Outre l’em­bou­tis­sage, le repous­sage des métaux est éga­le­ment un pro­cédé très éco­no­mique. Le filage du métal est un métier très ancien. La tôle fine a été uti­li­sée pour fabri­quer des usten­siles à un stade pré­coce. Au cours des der­nières décen­nies, grâce à Amé­lio­ra­tion de la tech­no­lo­gie (auto­ma­ti­sa­tion) abou­tis­sant à une méthode de fabri­ca­tion effi­cace. En par­ti­cu­lier pour la pro­duc­tion de pièces à symé­trie de révo­lu­tion – petites et moyennes quan­ti­tés – le filage des métaux est supé­rieur aux autres pro­cé­dés.
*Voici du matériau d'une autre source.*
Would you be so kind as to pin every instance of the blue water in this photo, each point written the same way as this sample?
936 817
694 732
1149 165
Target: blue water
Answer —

Dans le cas de la fila­ture des métaux, un disque de tôle est pressé de manière cen­trale – avec le pré-éta­leur – contre le moule de fila­ture et mis en mou­ve­ment de rota­tion. Le rou­leau de filage remo­dèle pas à pas l’é­bauche cir­cu­laire en rota­tion jus­qu’à ce que le maté­riau soit en contact avec la forme de filage. Le pro­ces­sus de for­mage est contrôlé au moyen de deux axes. Grâce à un contrôle par­fait du pro­ces­sus, l’é­pais­seur de la paroi du maté­riau reste presque constante. Comme les pièces ont une bonne forme et une bonne pré­ci­sion dimen­sion­nelle, il n’est géné­ra­le­ment pas néces­saire de les usi­ner. Outre le for­mage d’é­bauches, les com­po­sants déjà pré­for­més, tels que les pièces embou­ties, peuvent éga­le­ment être réduits en dia­mètre par repous­sage. Le for­mage s’ef­fec­tue très loca­le­ment grâce au pro­cédé. Par consé­quent, seules de faibles forces sont néces­saires, contrai­re­ment à l’em­bou­tis­sage profond.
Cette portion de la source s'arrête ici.